There are plenty of games that follow this pattern. Off the top of my head, I can think of Limbo, Anodyne, Antichamber, and Transistor. All sport some level of visual or aural creativity and are undermined by a deficiency of intellectual heft to back them up. This degrades the overall experience in a couple of ways. The first is, as mentioned above, the aspects of a game that show well are undermined by a story or meaning that can’t hold its weight. The contrast between a beautifully realized world and a pointless narrative only seem to highlight how terrible the latter is. Instead of hiding the games weaker elements, the differences expose the flaws and make the player wonder what went wrong. The second is the destruction of motivation. The story often drives a player forward. If it’s a poorly conceived mess, then it’s hard for a player to remain engaged. The player shouldn’t go hours without any development in plot line or thought.   It’s hard to remain motivated without some sense of progress.
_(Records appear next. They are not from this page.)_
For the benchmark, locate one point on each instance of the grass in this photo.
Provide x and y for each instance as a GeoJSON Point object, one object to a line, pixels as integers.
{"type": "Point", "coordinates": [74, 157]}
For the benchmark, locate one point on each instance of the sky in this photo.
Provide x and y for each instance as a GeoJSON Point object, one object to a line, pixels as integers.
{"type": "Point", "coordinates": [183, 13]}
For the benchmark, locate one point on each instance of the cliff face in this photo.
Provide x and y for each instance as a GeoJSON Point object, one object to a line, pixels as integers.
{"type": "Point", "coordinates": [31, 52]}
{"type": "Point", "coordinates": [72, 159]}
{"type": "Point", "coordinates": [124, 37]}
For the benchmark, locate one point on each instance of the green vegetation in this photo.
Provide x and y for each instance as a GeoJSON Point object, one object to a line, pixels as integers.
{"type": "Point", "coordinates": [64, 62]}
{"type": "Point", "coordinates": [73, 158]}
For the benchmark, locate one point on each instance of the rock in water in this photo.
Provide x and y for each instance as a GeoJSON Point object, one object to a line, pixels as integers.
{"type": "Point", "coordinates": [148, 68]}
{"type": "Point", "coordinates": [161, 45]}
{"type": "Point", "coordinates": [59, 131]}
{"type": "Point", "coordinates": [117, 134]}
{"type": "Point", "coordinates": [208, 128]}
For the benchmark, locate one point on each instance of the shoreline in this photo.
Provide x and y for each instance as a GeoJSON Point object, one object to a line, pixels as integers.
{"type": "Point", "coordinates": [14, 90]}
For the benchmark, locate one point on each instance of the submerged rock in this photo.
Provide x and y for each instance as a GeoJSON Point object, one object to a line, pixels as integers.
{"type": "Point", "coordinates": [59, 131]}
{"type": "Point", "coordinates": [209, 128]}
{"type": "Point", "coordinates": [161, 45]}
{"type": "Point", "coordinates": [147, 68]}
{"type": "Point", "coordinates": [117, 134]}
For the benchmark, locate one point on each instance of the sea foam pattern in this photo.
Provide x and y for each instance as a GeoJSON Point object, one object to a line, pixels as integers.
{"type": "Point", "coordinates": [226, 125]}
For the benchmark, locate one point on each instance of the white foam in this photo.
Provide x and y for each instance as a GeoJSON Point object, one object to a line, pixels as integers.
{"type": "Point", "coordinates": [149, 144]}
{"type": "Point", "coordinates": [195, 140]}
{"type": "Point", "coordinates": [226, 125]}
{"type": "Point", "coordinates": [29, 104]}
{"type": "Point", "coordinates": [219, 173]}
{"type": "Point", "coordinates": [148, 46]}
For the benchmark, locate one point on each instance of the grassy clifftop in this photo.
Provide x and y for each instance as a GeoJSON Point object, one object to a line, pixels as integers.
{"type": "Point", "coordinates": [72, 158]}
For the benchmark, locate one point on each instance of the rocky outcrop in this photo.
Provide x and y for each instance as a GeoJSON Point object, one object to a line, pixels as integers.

Games that do embrace meaning often build their design around the meaning they are trying to create. Gone Home could never have succeeded as a FPS or RPG. It needed a game space that played up its feelings of intrusion and voyeurism in a way that few game styles allowed it to. The same can be said of Dys4ria or Papers, Please. By starting with the meaning and branching out, these games are better able to design an experience that showcases the underlying thoughts behind the games. Meaning isn’t an afterthought that feels shoehorned in. By contrast, the Bioshock series has the opposite feeling. The run-and-gun gameplay feels jarring when compared to the living breathing societies that the game is supposed to reflect. The necessary game compromises, such as magic powers and instant health packs, jive poorly with the nature of the societies as they are presented. The game still draws value from its intellectual underpinnings, but eating garbage from a trashcan to cure bullet wounds still breaks immersion.

The solution to this problem is simple: know what you want to say, before you start saying it. Craft characters, dialogue, and meaning well before inventing the gameplay mechanics that should support that effort. Don’t leave your game with an empty ending because you didn’t bother to figure out where it was all going. I know I’d appreciate it.